Глядя на Алису, Йонатан почувствовал себя обманутым, а кроме того, его очень испугал напористый и лишенный сочувствия монолог, который обрушила на него любимая женщина. Да, любимая — ведь ощущение предательства может вызвать только человек, которого мы любили до беспамятства. Он снова и снова проигрывал внутри себя ее слова, запускал и останавливал, всматривался в них огромными перепуганными глазами ребенка, знающего, что слова беспощадно заставляют взрослеть. Вновь и вновь он слышал эти слова, представляя, что внимает старухе, требующей от пожилого мужа оставаться в форме, не забрасывать свое дряхлеющее тело, сохранить, вопреки недоброжелательным взглядам, остатки былой молодости.
Но может быть, она действительно ревнует, прошептал он сам себе. Поступает так только от любви. Действительно боится, что его силы иссякнут в бесконечной операции под названием «Мика» и у него не останется сил на их новое «вместе» и особенно на приближающееся семимильными шагами отцовство, которого он страшится. Быть может, его участие в Мике маскирует панику перед появлением ребенка, неизбывный страх стать родителем.
— Меня не нужно окружать стенами, — набычился он.
— Тогда без стен, Йонуш, только вернись ко мне.
В ее голосе, донесшемся из-под пухового одеяла, Йонатан различил едва слышимую мольбу. Ему хотелось продолжать задавать тяжелые вопросы: кто позаботится о Мике, что поделать, что все беды валятся на меня — и знал, что они могут продолжить спор, но зачем? Чего он добьется, если станет с ней ругаться? Ведь он последовал за ней, оставил ради нее Тору, нашел вместе с нею жизнь. Он сдался:
— Хорошо, Лисуш, я вернусь на йогу, — но это прозвучало по-детски, ведь йога с Шаем не могла умерить все страхи Йонатана, в том числе и его страх перед грядущим отцовством.

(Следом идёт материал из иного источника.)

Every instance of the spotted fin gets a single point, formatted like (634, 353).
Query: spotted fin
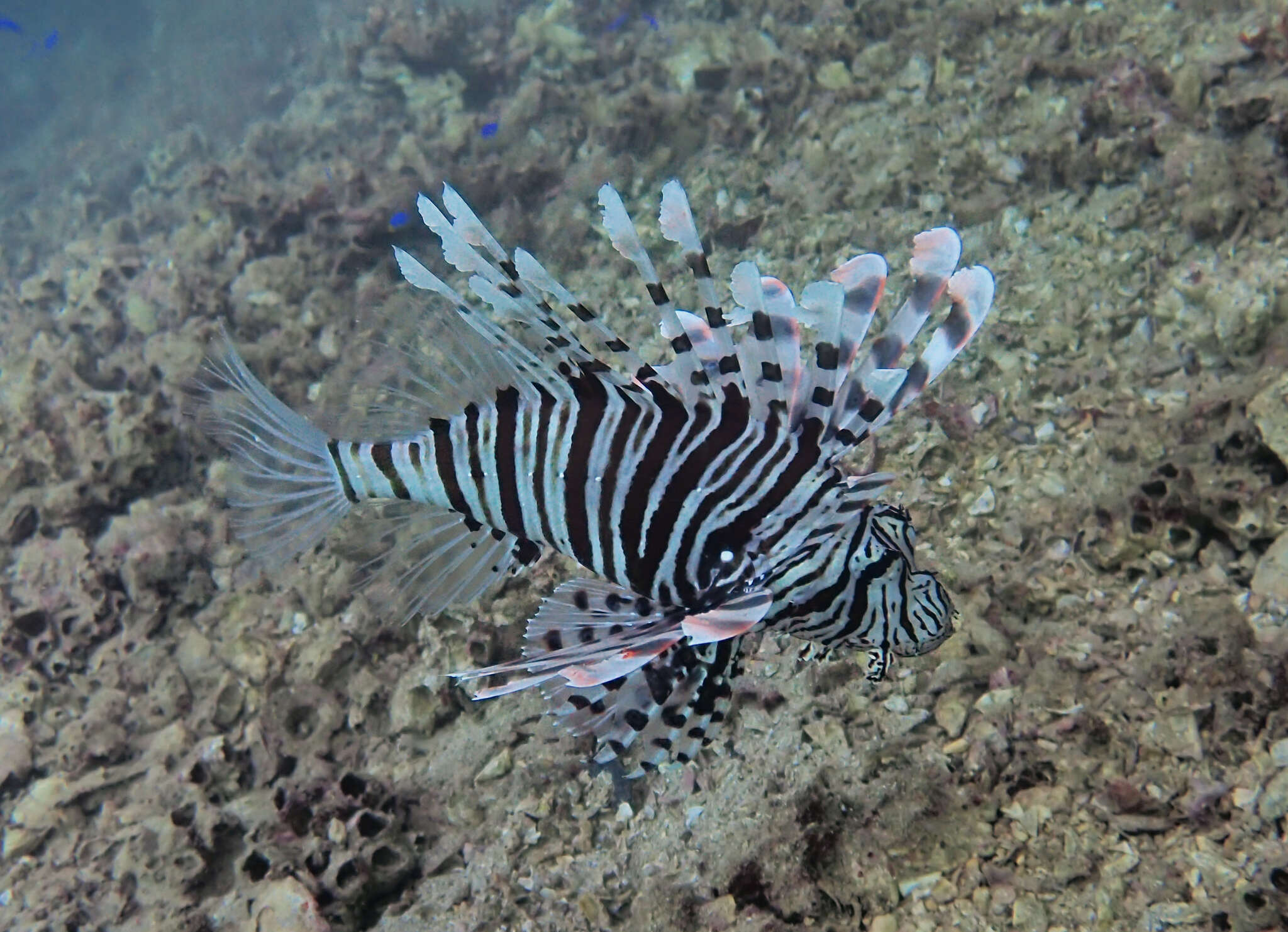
(620, 667)
(437, 558)
(670, 708)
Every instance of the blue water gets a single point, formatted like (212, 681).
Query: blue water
(88, 88)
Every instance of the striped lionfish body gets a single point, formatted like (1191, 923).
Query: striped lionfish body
(705, 495)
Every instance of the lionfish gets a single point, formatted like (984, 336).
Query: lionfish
(706, 495)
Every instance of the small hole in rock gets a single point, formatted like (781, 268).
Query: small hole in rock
(370, 824)
(298, 816)
(302, 721)
(285, 766)
(347, 874)
(255, 867)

Ее слова, камнем упавшие ему на сердце, не давали покоя, больно царапали его внутри — а ведь он всего лишь искал убежища, хотел закрыть за собой тяжелую железную дверь и сесть играть в глупые компьютерные игры, чтобы убить время, переждать, пока не минует опасность. Он хотел быть уверенным, что сюда никто не может проникнуть, никакая торпеда не пробьет эту защиту, никакой шум не просочится.
«Женщина понимает гостей лучше мужчины»[74], — сказано в трактате «Брахот», и в точном соответствии написанному Алиса сейчас негодует против незваного гостя и угрозы гнездышку. «Слушайте ее, слушайте», — грохотал реб Ицхак на уроках по семейной жизни в ешиве, на которые допускались только отслужившие в армии. На эти уроки стекались студенты изо всех ешив в округе, даже из Иерусалима по пятницам прибывала машина, набитая ими, — всем хотелось узнать то, о чем ни в одной другой ешиве не были готовы говорить открыто. Сейчас, прислушиваясь к затерянному где-то внутри голосу реб Ицхака, Йонатан пытался найти источник той свободы, что вдруг распространилась в нем и провозглашала громким реб-ицхаковским голосом: «Женщина знает, что в ее мужчине свое, а что — гость, что постоянно, а что временно. Ее не обманешь. Женщина понимает, в этом ее сила. Этому нас учат мудрецы, а Рамхаль добавляет и поясняет. Следует к ним прислушаться. Глубокое понимание этого женского знания — корень к построению семьи».